— -- President Donald Trump snagged a major legislative victory with the signing of his landmark tax reform bill last week, but he’s still living in his predecessor's shadow when it comes to public admiration, according to a new poll.
Trump trailed former President Barack Obama as the most admired man for 2017, according to a Gallup poll released Wednesday, marking one of the very few times in recent history that an incumbent president hasn’t taken the top spot.
Gallup has asked the most admired man question 71 times since 1946 and the sitting president has won 58 of those times, according to Gallup.
“Trump's unpopularity is holding him back from winning the most admired distinction,” Gallup’s Jeffrey Jones said Wednesday. “The incumbent president is the usual winner since he is arguably the most prominent figure in the country -- but when the president is unpopular, other well-known and well-liked men have been able to finish first.”
"Former presidents commonly make the top 10 list but rarely win, with Obama only the second to do so, along with Eisenhower in 1967 and 1968," he added.
Seventeen percent of Americans surveyed named Obama as the man they admire most, while 14 percent named Trump, the poll said.

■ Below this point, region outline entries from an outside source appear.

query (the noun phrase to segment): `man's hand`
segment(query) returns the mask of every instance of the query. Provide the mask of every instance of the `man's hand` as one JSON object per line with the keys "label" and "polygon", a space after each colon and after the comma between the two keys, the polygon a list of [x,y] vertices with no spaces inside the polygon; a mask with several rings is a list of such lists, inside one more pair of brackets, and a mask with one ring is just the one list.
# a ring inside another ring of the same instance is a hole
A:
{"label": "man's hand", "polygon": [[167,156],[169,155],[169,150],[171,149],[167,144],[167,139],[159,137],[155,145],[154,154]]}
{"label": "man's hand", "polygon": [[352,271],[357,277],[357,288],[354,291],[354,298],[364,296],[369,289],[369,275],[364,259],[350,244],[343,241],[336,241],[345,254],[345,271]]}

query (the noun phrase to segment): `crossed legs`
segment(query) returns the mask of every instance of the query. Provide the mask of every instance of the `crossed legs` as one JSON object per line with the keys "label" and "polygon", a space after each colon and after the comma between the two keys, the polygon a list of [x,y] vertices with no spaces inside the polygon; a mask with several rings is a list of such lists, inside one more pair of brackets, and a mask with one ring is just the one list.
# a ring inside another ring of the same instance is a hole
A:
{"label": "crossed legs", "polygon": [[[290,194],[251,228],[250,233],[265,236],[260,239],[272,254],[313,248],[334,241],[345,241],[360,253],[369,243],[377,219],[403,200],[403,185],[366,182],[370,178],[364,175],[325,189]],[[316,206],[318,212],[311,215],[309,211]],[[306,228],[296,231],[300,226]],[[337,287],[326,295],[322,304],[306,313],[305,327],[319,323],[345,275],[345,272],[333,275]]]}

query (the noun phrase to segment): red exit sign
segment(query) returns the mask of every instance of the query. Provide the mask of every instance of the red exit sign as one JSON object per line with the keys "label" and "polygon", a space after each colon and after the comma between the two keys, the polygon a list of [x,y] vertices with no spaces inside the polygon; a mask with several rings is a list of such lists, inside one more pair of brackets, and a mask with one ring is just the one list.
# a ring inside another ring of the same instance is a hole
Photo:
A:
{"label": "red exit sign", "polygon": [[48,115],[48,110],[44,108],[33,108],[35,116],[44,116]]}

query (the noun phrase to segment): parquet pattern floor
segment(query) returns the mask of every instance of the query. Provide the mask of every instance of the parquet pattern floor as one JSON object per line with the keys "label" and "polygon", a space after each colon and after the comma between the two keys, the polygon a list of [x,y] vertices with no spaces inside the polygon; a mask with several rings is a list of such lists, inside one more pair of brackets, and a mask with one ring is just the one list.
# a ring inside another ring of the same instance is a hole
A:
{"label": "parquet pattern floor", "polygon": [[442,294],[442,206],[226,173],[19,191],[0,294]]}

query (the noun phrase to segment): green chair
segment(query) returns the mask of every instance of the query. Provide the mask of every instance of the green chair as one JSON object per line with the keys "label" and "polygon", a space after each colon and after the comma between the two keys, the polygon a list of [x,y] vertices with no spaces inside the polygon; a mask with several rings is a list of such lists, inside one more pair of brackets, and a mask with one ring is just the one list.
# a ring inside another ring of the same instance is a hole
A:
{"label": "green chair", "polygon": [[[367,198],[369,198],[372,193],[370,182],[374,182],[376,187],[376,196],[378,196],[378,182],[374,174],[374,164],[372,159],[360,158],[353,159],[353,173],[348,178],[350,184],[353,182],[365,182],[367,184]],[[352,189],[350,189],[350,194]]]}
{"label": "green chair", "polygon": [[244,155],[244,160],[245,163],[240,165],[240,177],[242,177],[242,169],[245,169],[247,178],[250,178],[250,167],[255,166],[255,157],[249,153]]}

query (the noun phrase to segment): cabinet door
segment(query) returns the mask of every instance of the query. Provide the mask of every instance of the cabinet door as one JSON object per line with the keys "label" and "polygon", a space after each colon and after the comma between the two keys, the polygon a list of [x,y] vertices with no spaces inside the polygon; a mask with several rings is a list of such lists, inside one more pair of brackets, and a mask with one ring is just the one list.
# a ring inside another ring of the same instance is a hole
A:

“Hillary Clinton has been named most admired more than any woman -- or man -- in Gallup's polling history,” Jones said. “But the likelihood that she will continue to hold that honor in future years seems less certain, with her popularity at a nadir and the percentage naming her as most admired the lowest in 15 years.”
The poll was, however, largely split along party lines as Republicans were far more likely to name Trump than Obama.
Thirty-five percent of Republicans surveyed chose Trump as the man they admired most, while only 1 percent chose Obama, according to the poll. Meanwhile, 39 percent of Democrats named Obama, versus 3 percent who named Trump.
Media mogul Oprah Winfrey, Sen. Elizabeth Warren and German Chancellor Angela Merkel rounded out the top 5 for most admired women, according to the poll, while about a quarter of those surveyed said they couldn’t name a man or a woman they admire most.
The poll was conducted via telephone between Dec. 4 and Dec. 11, using a random sample of 1,049 adults, Gallup said.